4 comments1 min readLW link

World Modeling

Aden 11 Mar 2026 0:24 UTC
12 points
0
Are you fully literate in a language that frontier LLMs are pretty bad at?
Feel free to reply here or send me a message if you would be interested in hearing about (and potentially collaborating on) a project I am doing to improve evaluations of LLM translations to less resourced target languages.
Related (but dated) reading if you are curious.
Aden 12 Mar 2026 0:39 UTC
4 points
0
A follow-up to my previous question.
Does anyone know of a language and a pair of LLMs (both at least as capable as OpenAI o1) where one of the LLMs has native level proficiency in the language and the other is pretty bad at it?
Aden 25 Feb 2026 1:00 UTC
1 point
−2
When I think about whether Claude 3 Opus aligned itself via gradient hacking using the language from the behavioural selection model for predicting AI motivations it seems like Claude 3 Opus may have been a schemer for long-term “being aligned”.

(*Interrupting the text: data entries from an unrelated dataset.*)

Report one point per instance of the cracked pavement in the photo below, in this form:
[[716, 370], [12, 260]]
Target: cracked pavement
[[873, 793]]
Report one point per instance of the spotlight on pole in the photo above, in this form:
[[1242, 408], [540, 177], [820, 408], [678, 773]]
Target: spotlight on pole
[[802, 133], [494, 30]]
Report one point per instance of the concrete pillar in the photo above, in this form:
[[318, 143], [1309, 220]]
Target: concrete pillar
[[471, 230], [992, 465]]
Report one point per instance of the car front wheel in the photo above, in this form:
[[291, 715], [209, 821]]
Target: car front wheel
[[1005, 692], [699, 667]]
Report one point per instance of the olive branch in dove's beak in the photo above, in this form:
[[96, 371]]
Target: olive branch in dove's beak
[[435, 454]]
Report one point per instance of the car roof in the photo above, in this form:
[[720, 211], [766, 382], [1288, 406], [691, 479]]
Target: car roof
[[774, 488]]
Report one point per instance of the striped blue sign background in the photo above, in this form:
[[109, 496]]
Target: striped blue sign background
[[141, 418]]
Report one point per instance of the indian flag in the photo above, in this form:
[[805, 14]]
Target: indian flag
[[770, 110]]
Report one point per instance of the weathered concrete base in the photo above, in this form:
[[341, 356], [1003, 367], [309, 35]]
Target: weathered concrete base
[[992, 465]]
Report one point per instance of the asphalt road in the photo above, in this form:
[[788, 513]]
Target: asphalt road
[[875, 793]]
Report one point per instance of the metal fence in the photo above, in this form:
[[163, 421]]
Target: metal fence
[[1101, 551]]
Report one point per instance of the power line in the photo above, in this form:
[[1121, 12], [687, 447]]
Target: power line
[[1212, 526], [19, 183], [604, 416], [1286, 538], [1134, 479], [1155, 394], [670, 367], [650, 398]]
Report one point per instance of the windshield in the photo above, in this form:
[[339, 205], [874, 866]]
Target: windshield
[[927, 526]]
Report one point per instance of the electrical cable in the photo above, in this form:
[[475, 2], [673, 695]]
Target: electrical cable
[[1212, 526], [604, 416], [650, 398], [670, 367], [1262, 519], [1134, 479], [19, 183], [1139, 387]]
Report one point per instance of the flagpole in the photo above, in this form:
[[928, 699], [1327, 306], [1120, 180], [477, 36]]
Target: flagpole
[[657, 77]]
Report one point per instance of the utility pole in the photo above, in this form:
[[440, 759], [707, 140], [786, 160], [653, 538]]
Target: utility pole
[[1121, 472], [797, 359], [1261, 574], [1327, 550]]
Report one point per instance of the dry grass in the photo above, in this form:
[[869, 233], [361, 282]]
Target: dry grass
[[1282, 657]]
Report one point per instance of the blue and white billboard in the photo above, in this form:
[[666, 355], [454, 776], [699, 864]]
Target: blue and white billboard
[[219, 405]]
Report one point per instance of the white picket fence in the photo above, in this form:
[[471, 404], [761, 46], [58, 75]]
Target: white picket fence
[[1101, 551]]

It feels important for me to start thinking about the difference between
1. AIs which have been inner-aligned and therefore are fit and therefore get deployed
2. AIs which want to be aligned and therefore want to be deployed and therefore want to be fit
In particular, I wonder if the latter is actually the most likely type of schemer that we might encounter in practice because (due to constitutional AI or whatever other safety techniques) models spend a disproportionate amount of time thinking about alignment and so there are more opportunities for alignment to start getting reinforced as a motivation. Also because it’s a scheming motivation we have already observed empirically.
It seems Alex Mallen already thought about this example so maybe others have too?
- Aden 25 Feb 2026 6:25 UTC
  1 point
  0
  Parent
  I think an illustrative difference between 1. the pre-aligned AI and 2. the schemer for alignment is that you can imagine a dumb model which is pretty well-aligned in the first way because it has robust cognitive patterns like “don’t harm humans” and “follow the intention behind instructions”.
  In the second case, I imagine a dumb AI would probably be really poorly aligned because it would likely make all sorts of bad judgements on topics like “should I act misaligned in the short-term because of corrigibility considerations?”